The güiro is a musical instrument that plays the traditional music of some South American countries, such as the Dominican Republic, Puerto Rico or Cuba, although it is also played in other places. It is made with a hollowed out pumpkin that has its shell carved in parallel grooves on its surface. It is held with the thumb of the left hand, which fits into an opening behind it and also serves to give it a more intense sound. The right hand picks up a kind of fork with many spikes and scrapes it against the grooves of the shell. Normally, it is played by the singer and requires long, short sounds, played with long, short strokes in both directions, up and down. It is also known as pumpkin, guayo, and scraper.
Guiro grande de tono grave
Guiro Large 2
Guiro grande de tono grave
Guiro pequeño de tono agudo
The maraca originally consisted of a small, dry, hollow pumpkin in which a few seeds of the pumpkin itself were introduced, which sounded when the instrument was shaken or shaken by means of a handle. Today, pumpkins and their seeds are no longer used, but other materials of varying quality are used. In dance music, the percussionist usually uses an equal pair of maracas, one in each hand. But in contemporary music, a more serious and a more acute one is usually used. In addition to shaking the instrument, you can hit it with your fingers either directly or with a mute. A possible variant of the maracas is the tube, although its technique is different. Although today they can be made of synthetic material or leather, the original maracas were built with the fruit of a tree called güira that grows in some areas of America.
Membrane percussion instrument, of Indian or Arabic origin, made of a goatskin patch and a wooden ring. It was introduced in Brazil by the Portuguese, who used it to accompany religious processions
Also known as a sacudidor, in its essence is a cylinder filled with small elements that when shaking the body collide with each other and produce the sound. Currently there are several types that affect their aesthetics and sound: square shapes, with tambourine inside, with tone change.
Small egg-shaped Shaker
High tone Shaker
Originally from Africa, the shekere is a percussion instrument consisting of a dry, hollow pumpkin, covered with a net of beads (stones, snails, etc.). It is used in religious rituals, but also in popular dance music and Cuban jazz. This instrument comes to Cuba through the African slaves brought by force to Cuban soil. Of course, they had to rework it, using the materials that existed in our country... so the Cuban shekere is slightly different from the African one.

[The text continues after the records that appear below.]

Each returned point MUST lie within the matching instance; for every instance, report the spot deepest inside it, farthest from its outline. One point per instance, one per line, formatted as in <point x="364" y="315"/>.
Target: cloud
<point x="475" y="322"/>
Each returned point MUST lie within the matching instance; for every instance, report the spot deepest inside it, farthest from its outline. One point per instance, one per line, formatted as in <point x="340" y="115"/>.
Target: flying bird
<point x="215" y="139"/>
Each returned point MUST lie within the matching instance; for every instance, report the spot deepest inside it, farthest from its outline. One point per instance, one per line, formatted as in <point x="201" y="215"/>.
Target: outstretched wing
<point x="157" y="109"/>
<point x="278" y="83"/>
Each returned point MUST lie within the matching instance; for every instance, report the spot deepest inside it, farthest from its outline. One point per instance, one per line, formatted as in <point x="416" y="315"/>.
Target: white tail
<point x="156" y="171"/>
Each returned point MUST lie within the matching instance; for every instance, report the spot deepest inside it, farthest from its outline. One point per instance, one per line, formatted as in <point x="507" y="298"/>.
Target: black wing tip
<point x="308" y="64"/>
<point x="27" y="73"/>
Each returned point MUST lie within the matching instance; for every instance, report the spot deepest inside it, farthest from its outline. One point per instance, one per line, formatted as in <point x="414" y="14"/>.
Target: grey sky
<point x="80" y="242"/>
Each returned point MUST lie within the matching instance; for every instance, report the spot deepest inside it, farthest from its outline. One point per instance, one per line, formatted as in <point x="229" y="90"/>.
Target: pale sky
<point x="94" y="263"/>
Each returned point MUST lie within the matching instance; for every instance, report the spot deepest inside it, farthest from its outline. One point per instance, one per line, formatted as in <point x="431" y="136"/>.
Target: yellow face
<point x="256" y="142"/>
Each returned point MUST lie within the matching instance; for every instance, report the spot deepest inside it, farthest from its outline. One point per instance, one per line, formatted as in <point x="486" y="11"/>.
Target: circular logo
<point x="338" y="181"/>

Through many years of oral transmission of the art of its manufacture, and the way it was played, he also became infected with the rhythms of the greatest of the Antilles.
Shekere Big 2
Mid Tone Shekere
Small Tone Shekere
Beating of sticks or sticks
The tambourine is a percussion instrument belonging to the group of frame drums. It is touched by sliding one or more fingers over it or by hitting it with them or with the whole hand. Sometimes it hits other parts of the body, as in the Fantasía de Pandereta typical of the tuna: while the tambourine handler dances, he plays with it, beating it with different parts of his body, maintaining the rhythm of the song, showing a great sense of musical rhythm as well as his skill when playing the instrument.
The timbales or pailas are a percussion instrument of Cuban origin. Together with congas and bongo they form the core of the main percussion instruments of salsa, songo, timba, bolero and other Caribbean rhythms. It consists of two metal drums, barrel type, which are called pailas. In the beginning the pailas were made of iron and copper, but today they are made of stainless steel, brass or bronze. Its sound has a lot of brightness when struck with the baque - ta on the edges of the hoop.